Predicting the risk of preterm birth using a simple, rapid, and inexpensive method is a challenge for obstetricians, who still lack a reliable predictive method for this clinical complication, the leading cause of death in children under the age of five. The risk factors are well known: vaginal dysbiosis associated with local inflammation. A team of researchers had the idea of using their recently-described DESI-MS (Desorption Electrospray Ionization Mass Spectrometry) analysis method to identify – in less than 3 minutes and without the need for sample preparation – the metabolites present in the cervicovaginal mucosa. Their hypothesi,s? The metabolome thus characterized may make it possible to predict the composition of the vaginal microbiota and local immune and inflammatory responses, and to monitor their development towards states associated with the risk of preterm birth. DESI-MS was used to analyze more than 1,000 cervicovaginal samples from 365 pregnant women in two cohorts.
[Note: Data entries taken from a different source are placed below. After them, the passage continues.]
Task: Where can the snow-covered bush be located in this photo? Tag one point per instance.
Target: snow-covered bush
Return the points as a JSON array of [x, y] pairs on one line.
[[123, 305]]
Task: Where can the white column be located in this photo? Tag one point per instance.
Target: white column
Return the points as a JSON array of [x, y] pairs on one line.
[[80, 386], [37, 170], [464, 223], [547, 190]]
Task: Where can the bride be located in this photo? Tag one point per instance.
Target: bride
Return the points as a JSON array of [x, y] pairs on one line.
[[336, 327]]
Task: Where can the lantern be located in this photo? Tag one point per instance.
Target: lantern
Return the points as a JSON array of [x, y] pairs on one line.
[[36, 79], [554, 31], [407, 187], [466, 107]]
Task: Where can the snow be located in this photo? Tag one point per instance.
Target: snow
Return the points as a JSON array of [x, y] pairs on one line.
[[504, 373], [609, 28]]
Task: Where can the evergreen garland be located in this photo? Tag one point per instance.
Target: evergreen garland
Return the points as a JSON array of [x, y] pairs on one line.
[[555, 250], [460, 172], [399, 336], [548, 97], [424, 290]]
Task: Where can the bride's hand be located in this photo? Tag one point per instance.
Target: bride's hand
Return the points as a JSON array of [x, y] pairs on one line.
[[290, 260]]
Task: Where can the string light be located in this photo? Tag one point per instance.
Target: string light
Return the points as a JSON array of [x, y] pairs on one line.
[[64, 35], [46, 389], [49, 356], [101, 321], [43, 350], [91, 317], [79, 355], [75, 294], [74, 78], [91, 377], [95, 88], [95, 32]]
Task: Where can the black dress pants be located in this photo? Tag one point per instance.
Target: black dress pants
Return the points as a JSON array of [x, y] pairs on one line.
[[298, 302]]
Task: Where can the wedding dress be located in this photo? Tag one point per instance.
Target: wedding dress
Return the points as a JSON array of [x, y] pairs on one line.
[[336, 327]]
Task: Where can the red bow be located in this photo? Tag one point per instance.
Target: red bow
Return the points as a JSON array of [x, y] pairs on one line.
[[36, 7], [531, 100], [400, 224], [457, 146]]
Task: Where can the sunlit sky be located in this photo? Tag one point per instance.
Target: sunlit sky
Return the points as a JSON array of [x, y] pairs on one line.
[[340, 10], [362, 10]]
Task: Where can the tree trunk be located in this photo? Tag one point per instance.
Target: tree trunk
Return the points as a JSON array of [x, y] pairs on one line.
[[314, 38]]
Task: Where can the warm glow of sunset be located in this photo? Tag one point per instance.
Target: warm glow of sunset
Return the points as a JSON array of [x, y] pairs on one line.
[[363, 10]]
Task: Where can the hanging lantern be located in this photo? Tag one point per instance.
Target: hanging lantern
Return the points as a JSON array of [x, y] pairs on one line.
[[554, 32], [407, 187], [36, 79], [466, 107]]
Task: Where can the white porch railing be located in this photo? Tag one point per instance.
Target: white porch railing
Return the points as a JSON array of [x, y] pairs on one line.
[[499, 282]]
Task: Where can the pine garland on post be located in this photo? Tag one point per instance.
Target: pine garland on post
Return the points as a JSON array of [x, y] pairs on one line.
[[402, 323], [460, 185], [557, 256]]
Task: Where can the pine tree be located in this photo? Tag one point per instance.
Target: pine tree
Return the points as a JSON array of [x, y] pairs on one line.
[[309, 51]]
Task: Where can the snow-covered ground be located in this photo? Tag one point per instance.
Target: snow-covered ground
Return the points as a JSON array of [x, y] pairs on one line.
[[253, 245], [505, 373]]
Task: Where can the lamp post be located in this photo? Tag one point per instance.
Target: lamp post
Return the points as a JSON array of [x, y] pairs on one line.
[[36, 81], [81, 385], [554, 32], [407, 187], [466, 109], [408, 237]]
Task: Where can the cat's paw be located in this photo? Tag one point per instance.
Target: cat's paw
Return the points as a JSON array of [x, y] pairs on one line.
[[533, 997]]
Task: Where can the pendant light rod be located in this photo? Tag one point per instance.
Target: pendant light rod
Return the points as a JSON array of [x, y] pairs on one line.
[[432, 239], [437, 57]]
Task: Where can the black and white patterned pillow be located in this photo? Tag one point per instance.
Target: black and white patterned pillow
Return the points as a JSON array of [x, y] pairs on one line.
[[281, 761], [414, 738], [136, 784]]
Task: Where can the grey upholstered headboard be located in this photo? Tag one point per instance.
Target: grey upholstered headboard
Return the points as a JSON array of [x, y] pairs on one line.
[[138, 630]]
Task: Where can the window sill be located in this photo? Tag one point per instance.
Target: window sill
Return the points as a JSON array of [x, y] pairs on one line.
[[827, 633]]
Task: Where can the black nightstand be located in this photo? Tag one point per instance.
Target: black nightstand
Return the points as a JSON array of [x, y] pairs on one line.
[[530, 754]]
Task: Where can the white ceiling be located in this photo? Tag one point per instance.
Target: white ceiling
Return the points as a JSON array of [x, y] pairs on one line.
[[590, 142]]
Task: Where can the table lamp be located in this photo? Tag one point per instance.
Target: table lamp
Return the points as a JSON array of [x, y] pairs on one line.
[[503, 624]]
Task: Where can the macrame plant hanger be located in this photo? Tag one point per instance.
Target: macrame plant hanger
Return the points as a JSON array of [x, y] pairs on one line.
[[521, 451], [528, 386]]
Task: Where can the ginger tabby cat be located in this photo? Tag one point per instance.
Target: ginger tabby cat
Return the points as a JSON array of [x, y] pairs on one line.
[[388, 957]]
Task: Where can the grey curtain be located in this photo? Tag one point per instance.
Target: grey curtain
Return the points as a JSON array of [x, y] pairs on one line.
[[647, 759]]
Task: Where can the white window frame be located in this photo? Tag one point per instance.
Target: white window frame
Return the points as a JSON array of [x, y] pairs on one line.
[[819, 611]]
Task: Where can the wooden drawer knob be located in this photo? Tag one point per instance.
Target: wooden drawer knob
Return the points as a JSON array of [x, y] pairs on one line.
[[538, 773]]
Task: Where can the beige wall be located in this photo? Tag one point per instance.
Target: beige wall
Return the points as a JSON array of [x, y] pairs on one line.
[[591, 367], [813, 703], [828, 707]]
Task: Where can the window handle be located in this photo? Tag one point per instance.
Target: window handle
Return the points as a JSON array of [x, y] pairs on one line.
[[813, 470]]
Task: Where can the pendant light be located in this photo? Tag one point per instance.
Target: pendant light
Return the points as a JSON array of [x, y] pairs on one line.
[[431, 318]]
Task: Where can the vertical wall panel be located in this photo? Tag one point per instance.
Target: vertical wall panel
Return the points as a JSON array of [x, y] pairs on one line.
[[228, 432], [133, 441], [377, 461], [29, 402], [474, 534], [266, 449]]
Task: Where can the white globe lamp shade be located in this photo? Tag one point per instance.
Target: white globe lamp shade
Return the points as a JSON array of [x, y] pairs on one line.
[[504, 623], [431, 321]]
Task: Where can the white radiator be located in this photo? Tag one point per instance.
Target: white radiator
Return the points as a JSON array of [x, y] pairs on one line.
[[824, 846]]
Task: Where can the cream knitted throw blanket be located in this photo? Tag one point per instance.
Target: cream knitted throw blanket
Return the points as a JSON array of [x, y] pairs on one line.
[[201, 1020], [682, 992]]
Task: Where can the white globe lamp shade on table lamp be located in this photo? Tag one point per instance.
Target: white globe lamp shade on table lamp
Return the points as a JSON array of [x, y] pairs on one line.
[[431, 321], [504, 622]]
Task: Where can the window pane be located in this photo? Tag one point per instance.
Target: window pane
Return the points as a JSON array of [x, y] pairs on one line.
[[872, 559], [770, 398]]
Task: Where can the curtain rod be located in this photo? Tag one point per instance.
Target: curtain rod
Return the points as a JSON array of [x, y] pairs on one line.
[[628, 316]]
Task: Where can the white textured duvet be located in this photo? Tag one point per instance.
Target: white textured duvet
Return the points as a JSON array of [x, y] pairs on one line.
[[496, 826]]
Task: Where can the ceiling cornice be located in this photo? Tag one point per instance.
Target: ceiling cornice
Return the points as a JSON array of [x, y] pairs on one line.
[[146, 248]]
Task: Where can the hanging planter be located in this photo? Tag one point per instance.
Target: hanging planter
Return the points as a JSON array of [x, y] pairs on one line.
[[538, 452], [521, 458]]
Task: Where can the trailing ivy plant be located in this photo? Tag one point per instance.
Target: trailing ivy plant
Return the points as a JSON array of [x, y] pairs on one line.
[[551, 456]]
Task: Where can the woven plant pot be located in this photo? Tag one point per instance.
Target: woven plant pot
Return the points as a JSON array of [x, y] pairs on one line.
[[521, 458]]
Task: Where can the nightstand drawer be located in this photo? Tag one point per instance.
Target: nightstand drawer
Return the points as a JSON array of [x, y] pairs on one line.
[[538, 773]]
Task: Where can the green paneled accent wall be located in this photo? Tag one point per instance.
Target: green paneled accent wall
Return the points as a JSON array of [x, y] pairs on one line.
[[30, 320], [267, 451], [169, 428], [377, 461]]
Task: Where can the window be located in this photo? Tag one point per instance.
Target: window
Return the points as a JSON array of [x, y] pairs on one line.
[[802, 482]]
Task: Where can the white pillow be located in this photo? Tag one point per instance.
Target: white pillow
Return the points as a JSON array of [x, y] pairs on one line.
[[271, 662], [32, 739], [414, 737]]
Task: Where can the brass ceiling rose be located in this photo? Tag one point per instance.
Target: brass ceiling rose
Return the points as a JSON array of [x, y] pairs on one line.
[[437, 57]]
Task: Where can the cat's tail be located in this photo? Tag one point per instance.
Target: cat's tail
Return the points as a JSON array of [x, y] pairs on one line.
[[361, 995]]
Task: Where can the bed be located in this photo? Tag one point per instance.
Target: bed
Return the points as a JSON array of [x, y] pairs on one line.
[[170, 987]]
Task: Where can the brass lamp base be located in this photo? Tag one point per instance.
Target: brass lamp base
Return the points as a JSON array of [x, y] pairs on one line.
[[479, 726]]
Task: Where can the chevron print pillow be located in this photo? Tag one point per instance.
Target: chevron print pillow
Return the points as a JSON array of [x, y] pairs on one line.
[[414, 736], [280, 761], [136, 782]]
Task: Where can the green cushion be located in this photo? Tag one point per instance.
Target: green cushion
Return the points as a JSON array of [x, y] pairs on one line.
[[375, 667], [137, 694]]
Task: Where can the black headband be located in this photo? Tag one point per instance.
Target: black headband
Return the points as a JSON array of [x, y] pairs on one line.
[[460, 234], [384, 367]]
Among the metabolites detected, 113 made it possible to effectively distinguish between two types of microbiota: one depleted and the other dominated by lactobacilli, a marker of good vaginal health. The metabolic profile obtained using DESI- MS also predicted the levels of several immune markers (IL-1β, IL-8, C3b/iC3b, IgG3, IgG2, MBL – Mannose-Binding Lectine) measured in a subgroup of 391 women. Some of these (C3b, IL-1β, IgG2, IgG3) were found at high levels in Lactobacillus- depleted vaginal microbiomes, indicating activation of the local innate and adaptive immune response. In a final series of tests, the metabolic vaginal profile obtained using DESI-MS could not reliably predict the direct risk of preterm birth. However, the researchers foresee potential clinical applications. Monitoring vaginal metabolites using DESI- MS could help detect changes in the vaginal microbiota and local immune markers associated with preterm birth.